Sequence-Specific DNA Detection at 10 fM by Electromechanical Signal Transduction

Target DNA fragments at 10 fM concentration (approximately 6 x 10(5) molecules) were detected against a DNA background simulating the noncomplementary genomic DNA present in real samples using a simple, PCR-free, optics-free approach based on electromechanical signal transduction. The development of a rapid, sensitive, and cost-effective nucleic acid detection platform is highly desired for a range of diverse applications.
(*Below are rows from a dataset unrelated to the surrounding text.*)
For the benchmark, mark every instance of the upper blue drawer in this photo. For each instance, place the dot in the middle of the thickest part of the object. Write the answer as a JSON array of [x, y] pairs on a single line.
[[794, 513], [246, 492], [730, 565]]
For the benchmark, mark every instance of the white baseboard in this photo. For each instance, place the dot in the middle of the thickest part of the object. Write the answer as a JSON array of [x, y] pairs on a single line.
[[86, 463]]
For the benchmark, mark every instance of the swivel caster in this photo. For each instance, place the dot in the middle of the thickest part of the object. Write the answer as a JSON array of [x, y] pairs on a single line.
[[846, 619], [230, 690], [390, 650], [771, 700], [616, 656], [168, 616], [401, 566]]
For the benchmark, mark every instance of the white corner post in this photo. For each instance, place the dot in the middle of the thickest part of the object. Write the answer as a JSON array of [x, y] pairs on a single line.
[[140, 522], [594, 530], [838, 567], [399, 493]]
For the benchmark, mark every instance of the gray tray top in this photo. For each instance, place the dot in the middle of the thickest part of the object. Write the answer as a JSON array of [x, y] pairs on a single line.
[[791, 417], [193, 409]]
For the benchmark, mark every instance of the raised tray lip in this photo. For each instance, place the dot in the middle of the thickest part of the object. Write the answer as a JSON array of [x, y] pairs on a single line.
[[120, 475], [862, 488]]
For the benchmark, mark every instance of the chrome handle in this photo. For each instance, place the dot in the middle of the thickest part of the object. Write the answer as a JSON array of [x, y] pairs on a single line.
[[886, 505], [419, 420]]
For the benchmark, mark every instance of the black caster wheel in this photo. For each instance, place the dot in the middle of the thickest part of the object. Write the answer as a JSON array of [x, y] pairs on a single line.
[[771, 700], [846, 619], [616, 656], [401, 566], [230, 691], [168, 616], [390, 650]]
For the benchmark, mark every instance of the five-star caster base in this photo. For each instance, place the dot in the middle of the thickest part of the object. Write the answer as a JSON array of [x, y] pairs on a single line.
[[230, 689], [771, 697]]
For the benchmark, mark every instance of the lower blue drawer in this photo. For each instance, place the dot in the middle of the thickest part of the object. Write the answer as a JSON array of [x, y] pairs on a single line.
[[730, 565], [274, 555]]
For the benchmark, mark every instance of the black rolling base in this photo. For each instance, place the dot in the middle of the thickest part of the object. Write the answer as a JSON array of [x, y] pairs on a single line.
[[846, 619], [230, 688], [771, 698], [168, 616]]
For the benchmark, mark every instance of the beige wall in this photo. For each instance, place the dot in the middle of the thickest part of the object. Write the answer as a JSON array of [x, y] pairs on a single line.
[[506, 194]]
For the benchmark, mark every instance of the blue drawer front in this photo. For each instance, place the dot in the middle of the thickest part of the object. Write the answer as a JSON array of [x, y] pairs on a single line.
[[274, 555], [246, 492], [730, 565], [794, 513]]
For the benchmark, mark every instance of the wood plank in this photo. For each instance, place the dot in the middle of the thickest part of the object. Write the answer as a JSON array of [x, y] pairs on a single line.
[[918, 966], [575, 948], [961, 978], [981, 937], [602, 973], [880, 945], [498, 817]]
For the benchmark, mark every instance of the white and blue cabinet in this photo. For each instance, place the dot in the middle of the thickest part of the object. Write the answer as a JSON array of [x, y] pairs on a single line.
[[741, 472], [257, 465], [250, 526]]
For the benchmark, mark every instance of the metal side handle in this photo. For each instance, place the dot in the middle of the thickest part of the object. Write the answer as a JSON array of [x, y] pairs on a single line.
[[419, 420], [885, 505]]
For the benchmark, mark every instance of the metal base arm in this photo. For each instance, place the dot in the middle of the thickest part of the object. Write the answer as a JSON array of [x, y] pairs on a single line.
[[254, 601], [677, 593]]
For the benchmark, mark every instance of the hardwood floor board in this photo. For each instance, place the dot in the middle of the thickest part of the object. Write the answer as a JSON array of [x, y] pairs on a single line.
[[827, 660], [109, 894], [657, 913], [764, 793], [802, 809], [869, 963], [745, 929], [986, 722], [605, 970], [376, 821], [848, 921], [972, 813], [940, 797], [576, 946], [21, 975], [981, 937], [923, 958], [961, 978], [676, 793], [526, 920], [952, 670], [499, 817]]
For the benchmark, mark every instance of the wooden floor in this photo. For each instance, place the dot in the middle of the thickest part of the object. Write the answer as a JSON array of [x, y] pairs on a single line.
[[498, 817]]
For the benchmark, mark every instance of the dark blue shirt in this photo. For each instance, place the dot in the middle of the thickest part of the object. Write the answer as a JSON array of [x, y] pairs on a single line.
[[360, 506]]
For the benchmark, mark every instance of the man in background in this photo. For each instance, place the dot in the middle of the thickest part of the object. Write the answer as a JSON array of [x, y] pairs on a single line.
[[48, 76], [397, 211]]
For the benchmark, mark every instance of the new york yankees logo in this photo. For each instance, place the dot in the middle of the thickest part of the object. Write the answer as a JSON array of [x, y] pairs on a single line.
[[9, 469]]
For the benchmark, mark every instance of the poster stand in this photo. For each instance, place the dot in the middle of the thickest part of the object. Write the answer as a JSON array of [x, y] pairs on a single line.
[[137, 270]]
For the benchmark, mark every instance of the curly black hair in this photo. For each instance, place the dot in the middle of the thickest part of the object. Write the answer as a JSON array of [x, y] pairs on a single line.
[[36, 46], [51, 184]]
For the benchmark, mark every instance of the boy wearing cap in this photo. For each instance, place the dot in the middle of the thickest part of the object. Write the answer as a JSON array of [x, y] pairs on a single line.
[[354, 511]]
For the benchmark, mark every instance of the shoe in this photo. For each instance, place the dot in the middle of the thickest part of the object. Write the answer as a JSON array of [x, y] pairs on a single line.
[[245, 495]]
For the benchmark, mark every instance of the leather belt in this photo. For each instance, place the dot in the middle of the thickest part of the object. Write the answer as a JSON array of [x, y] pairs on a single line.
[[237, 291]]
We previously described a potentially low-cost device for sequence-specific nucleic acid detection based on conductance change measurement of a pore blocked by electrophoretically mobilized bead-(peptide nucleic acid probe) conjugates upon hybridization with target nucleic acid. Here, we demonstrate the operation of our device with longer DNA targets, and we describe the resulting improvement in the limit of detection (LOD). We investigated the detection of DNA oligomers of 110, 235, 419, and 1613 nucleotides at 1 pM to 1 fM and found that the LOD decreased as DNA length increased, with 419 and 1613 nucleotide oligomers detectable down to 10 fM. In addition, no false positive responses were obtained with noncomplementary, control DNA fragments of similar length. The 1613-base DNA oligomer is similar in size to 16S rRNA, which suggests that our device may be useful for detection of pathogenic bacteria at clinically relevant concentrations based on recognition of species-specific 16S rRNA sequences.